Closed funderburkjim closed 7 months ago

funderburkjim commented 2 years ago

There are quite a few unmarked abbreviations in pw.txt. Derive a procedure for identifying and marking many of these.

funderburkjim commented 2 years ago

This work done in abbrev directory.

It is known that there remain unmarked abbreviations within text marked as italic. (These were intentionally avoided in current work, due to potential interaction with possible automated english translation work).

funderburkjim commented 2 years ago

italic text.

Decided to add<ab> markup to italic text fragments.

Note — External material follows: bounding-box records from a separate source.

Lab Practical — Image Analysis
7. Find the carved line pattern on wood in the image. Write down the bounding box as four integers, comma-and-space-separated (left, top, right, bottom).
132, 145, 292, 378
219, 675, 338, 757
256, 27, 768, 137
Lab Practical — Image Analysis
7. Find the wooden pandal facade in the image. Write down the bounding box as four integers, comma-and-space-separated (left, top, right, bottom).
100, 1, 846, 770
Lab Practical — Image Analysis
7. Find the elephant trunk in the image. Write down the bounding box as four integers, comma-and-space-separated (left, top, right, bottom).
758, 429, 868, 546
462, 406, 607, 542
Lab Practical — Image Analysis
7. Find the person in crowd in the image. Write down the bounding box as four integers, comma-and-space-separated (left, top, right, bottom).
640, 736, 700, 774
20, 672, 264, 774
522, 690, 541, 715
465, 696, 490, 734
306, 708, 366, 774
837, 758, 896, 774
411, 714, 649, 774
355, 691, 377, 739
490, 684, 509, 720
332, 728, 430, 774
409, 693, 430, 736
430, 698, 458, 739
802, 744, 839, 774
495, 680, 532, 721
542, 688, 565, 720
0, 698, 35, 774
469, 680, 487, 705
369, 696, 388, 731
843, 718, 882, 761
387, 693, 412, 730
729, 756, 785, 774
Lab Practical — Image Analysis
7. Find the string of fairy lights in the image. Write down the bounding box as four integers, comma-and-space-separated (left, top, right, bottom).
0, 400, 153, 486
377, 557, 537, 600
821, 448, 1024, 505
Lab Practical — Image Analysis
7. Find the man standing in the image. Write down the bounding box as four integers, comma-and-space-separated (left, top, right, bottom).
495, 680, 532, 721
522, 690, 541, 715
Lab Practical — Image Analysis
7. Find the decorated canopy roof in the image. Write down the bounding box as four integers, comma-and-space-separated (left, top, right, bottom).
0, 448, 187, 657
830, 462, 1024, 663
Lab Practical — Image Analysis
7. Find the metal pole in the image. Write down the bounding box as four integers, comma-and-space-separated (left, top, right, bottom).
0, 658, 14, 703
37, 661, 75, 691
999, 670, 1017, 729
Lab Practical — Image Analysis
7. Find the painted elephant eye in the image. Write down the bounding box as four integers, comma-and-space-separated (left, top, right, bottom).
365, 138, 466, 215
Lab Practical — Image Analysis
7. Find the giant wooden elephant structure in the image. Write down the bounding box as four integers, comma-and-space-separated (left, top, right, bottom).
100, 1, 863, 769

There are over 170000 italic text fragments (135000 entries) in pw.

In these about 10500 additional abbreviation markups were added (9800 of them for 'best.' bestimmte - a certain (kind of)).

freq_ab_2.txt gives the updated abbreviation frequency counts.

Andhrabharati commented 2 years ago

@funderburkjim It appears that you had checked only for "candidates" preceded by a space.

There are more unmarked candidates that could be identified from this list (made by "breaking" the pw.txt at spaces and taking '.' entries)- pw_hunt (ab and lex tags).txt

I had used the file updated by you above (csl-orig/v02/pw/pw.txt).

Of course, few in this list might need some textual correction as I had seen randomly (but not corrected).

funderburkjim commented 2 years ago

My 'candidates' were the abbreviations that already have tooltips: pwab_input.txt

I did not require a preceding space, though most of the unmarked abbreviations were in fact preceded by a space.

Your pwhunt list has over 5300 items. Most of these are surely NOT abbreviations. It might be that there are some in this list which ARE abbreviations, but which do not yet appear in pwbib_input.txt. And it would be good to (a) add these to pwbib_input.txt and (b) mark them with<ab>X</ab> markup.

@thomasincambodia could supply us with German tooltips, but we should not dump a list of 5300 words in his lap to weed through.

The list needs to be reduced by excluding words that are in a list of known German words. Could @drdhaval2785 or @Andhrabharati do this?

Andhrabharati commented 2 years ago

@funderburkjim

My main intention in giving the list, is to point to the unmarked (listed) ab texts with opening/closing (or both) brace.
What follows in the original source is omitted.